The report, which is the culmination of data collected over a six-month period from 40 of the company's customer and prospect networks that feature more than 250,000 hosts, found that non-linear growth in lateral movement increased 580 percent from last year while reconnaissance detections were up 270 percent. Overall, detections outpaced those recorded last year by 97 percent.
Firewalls and other perimeter security solutions are “holding their own” with attacks of opportunity like botnets, Wade Williamson, director of product marketing at Vectra Networks, told SCMagazine.com in a Monday interview. “They're not doing so good when the attacks are targeted” and attackers are trying to dig deeper into the networks.
While attackers are “getting good” at getting past the first wall of defense, they're not faring as well getting data out of the network. “They're getting in the front door at a far greater rate than they have in the past,” said Williamson. “But the exfiltration of data is relatively low,” he added.
Williamson attributed the uptick in detections in part to the “democratization of hacking tools” which makes it easier for attackers to get in.
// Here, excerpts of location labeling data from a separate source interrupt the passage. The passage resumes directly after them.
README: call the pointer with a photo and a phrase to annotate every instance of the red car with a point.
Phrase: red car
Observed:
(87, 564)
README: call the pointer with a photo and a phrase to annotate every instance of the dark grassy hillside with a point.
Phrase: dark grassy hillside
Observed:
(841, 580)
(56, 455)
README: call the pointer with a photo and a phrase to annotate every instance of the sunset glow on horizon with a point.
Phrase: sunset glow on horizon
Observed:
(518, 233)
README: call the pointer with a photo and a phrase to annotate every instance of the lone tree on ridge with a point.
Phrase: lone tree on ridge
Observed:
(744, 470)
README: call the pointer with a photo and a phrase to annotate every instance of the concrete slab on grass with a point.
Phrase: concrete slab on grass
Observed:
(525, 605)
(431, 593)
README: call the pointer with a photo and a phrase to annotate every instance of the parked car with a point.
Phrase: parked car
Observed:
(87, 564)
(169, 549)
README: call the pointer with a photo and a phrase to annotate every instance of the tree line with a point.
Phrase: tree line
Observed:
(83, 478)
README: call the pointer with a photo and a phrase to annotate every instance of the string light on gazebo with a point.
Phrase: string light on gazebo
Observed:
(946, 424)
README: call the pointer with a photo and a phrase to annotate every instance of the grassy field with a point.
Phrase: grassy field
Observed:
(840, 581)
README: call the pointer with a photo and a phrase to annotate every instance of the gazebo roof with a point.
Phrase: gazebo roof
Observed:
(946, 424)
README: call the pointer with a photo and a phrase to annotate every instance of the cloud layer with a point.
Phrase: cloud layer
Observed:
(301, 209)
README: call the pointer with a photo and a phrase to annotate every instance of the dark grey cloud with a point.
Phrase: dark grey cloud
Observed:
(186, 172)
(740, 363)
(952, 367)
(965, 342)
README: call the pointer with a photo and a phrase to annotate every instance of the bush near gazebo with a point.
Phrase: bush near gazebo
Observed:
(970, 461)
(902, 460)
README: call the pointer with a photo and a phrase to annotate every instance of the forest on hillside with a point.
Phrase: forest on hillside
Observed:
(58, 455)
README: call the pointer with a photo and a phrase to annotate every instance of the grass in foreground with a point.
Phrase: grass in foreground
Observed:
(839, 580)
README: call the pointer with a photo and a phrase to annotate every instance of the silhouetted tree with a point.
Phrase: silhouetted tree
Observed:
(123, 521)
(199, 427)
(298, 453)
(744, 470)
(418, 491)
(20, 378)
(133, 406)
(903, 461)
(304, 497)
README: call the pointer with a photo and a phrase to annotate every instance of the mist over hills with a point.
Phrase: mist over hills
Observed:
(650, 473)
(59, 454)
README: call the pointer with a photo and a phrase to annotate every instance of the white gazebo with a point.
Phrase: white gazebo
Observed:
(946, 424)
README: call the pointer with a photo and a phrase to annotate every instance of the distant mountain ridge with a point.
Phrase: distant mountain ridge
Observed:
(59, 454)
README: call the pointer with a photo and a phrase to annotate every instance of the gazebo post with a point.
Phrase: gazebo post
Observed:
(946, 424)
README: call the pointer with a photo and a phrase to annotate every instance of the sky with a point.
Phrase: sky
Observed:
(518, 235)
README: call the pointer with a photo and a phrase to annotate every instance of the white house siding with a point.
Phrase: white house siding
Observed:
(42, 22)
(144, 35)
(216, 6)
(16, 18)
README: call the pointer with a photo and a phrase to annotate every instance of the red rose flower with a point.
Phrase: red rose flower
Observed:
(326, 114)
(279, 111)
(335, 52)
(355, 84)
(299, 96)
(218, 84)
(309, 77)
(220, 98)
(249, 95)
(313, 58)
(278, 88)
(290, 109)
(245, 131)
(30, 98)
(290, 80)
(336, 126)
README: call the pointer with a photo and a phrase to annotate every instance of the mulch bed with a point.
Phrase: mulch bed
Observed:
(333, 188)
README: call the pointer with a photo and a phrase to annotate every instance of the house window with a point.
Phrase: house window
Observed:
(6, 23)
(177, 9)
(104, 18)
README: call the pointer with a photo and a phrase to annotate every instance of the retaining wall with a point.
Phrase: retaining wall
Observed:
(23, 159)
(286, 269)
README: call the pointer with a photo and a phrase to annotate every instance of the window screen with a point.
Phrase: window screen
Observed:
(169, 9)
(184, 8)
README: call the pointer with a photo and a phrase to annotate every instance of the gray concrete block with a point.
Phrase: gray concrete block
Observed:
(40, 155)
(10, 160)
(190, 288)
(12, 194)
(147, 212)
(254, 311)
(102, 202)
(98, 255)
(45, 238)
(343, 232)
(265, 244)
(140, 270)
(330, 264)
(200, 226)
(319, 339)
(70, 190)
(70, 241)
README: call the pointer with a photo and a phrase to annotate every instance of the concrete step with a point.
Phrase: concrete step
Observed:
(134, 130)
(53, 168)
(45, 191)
He noted that the research indicated attacks have gone from being just the domain of “super sophisticated” hackers to those with lesser skills.
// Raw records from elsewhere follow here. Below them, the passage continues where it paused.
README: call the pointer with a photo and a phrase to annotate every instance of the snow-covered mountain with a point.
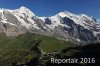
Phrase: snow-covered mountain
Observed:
(64, 25)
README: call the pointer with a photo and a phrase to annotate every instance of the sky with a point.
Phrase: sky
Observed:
(52, 7)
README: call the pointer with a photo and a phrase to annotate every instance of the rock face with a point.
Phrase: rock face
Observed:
(64, 25)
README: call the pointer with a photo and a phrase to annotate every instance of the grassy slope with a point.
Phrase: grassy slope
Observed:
(23, 48)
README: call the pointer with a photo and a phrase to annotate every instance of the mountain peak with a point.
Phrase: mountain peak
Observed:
(27, 11)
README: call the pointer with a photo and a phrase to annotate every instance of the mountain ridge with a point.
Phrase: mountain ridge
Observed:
(64, 25)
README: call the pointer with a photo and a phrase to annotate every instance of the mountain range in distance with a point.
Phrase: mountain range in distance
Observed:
(78, 29)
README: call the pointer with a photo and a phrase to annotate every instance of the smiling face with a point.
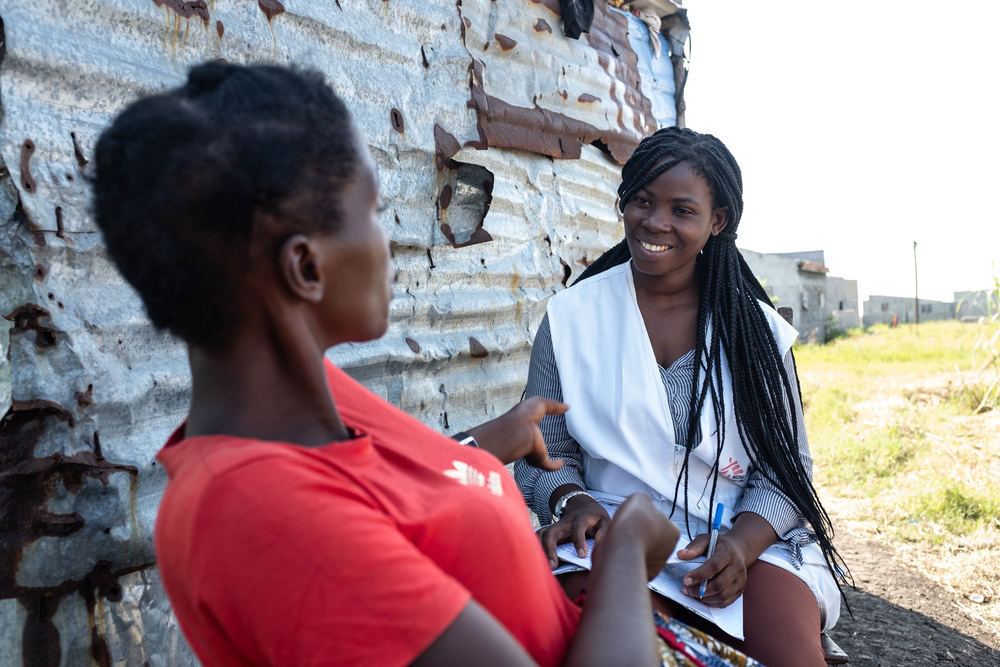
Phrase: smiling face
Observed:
(670, 219)
(355, 304)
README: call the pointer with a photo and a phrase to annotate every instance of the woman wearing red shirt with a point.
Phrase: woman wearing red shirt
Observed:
(306, 521)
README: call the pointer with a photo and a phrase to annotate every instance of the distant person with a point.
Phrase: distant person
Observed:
(683, 386)
(306, 521)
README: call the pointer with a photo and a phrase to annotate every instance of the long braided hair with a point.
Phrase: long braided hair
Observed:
(730, 298)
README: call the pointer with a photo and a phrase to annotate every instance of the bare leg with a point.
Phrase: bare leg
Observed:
(780, 619)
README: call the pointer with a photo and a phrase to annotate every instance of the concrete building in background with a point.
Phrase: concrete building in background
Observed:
(880, 309)
(800, 281)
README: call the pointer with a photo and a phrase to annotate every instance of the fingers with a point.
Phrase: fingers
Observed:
(579, 533)
(550, 537)
(538, 407)
(724, 577)
(602, 530)
(697, 547)
(706, 570)
(721, 590)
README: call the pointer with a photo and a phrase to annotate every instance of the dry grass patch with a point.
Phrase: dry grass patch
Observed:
(900, 456)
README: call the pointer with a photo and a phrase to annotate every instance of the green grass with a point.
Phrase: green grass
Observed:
(910, 348)
(957, 507)
(884, 412)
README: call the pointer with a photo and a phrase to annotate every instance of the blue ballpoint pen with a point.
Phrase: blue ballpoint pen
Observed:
(716, 524)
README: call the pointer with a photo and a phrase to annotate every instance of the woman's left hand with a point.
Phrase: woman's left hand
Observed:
(515, 434)
(726, 570)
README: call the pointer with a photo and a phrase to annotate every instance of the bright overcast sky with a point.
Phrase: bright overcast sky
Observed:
(860, 128)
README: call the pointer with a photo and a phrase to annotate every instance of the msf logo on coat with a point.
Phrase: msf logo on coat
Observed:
(732, 471)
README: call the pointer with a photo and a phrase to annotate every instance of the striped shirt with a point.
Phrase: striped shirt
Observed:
(760, 497)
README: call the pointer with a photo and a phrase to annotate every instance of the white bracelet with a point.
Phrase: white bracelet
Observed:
(561, 504)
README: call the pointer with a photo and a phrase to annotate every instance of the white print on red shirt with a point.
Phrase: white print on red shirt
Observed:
(466, 475)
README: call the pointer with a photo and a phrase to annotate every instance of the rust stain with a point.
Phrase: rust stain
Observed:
(445, 199)
(552, 5)
(27, 180)
(40, 637)
(536, 129)
(396, 118)
(185, 9)
(505, 42)
(477, 350)
(26, 482)
(271, 8)
(445, 147)
(26, 318)
(609, 37)
(85, 399)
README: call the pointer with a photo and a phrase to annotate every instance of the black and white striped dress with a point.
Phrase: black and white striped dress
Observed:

Vectra found the least growth, six percent, in command and control communication. But “high-risk Tor” and external remote access grow by 1000 percent and 183 percent respectively, the findings showed. Tor detections made up 14 percent of all C&C traffic.
The study assessed hidden tunnels without having to decrypt SSL traffic, Williamson pointed out. Hidden tunnels are used to “hide some communication within a protocol,” Williamson explained. Instead, researchers applied data science to network traffic.
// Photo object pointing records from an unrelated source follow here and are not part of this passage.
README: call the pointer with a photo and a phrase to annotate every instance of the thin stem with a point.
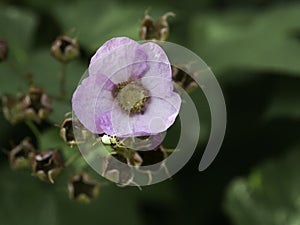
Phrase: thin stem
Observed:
(62, 80)
(72, 159)
(34, 130)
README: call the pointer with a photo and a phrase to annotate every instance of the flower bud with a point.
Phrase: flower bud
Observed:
(47, 165)
(117, 169)
(3, 50)
(82, 188)
(65, 48)
(152, 159)
(155, 29)
(20, 156)
(12, 109)
(36, 104)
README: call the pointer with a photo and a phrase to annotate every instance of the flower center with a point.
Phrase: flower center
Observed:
(131, 96)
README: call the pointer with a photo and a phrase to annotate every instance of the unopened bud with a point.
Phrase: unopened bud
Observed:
(155, 29)
(82, 188)
(47, 165)
(20, 157)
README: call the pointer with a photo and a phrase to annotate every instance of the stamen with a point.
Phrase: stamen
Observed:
(131, 96)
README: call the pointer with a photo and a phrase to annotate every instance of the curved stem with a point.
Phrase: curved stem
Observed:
(62, 81)
(34, 130)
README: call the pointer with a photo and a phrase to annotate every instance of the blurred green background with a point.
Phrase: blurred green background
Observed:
(253, 47)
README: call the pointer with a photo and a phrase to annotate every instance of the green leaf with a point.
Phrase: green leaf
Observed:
(270, 195)
(284, 103)
(243, 39)
(17, 28)
(96, 22)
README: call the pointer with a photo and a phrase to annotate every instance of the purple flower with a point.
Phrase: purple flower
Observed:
(129, 90)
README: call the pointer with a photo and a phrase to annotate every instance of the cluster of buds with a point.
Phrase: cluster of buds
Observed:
(155, 29)
(34, 105)
(20, 157)
(82, 188)
(3, 50)
(65, 48)
(47, 165)
(68, 128)
(119, 166)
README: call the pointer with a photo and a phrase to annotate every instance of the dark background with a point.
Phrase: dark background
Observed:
(253, 47)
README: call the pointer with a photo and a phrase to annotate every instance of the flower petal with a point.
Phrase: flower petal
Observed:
(115, 59)
(85, 100)
(158, 86)
(157, 60)
(159, 115)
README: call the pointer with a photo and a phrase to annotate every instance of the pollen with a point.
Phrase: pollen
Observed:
(132, 97)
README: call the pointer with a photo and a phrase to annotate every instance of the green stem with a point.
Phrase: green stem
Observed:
(72, 159)
(34, 130)
(62, 81)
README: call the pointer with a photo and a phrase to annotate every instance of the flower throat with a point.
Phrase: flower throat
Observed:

This year the Vectra Networks research showed that HTTPS was favored by attackers for communications while HTTP, or clear channel, was used less frequently (by about half). “That's a good indication attackers are using hidden tunnels,” Williamson explained.
Lateral movement detections were mostly the work of brute-force attacks (56 percent) while automated replication accounted for 22 percent of the detections and Kerberos-based attacks represented 16 percent. The latter, though, increased non-linearly by 400 percent from last year's results.
Port scans, which identify activity further along in the attack process, accounted for 53 percent of the internal reconnaissance detections noted in the study while the remaining 47 percent were attributed to darknet scans, in keeping with the behavior reported in the company's 2014 report. The report also found that ad-click fraud, at 85 percent of all botnet detections, represented the most common form of botnet monetization, a behavior that grew linearly when compared to results from last year.
To counter the attacks, Williamson suggested that organizations take steps to establish a data-centric security model that protects data as an asset and to apply behavioral science to detect “bad behavior” within a network.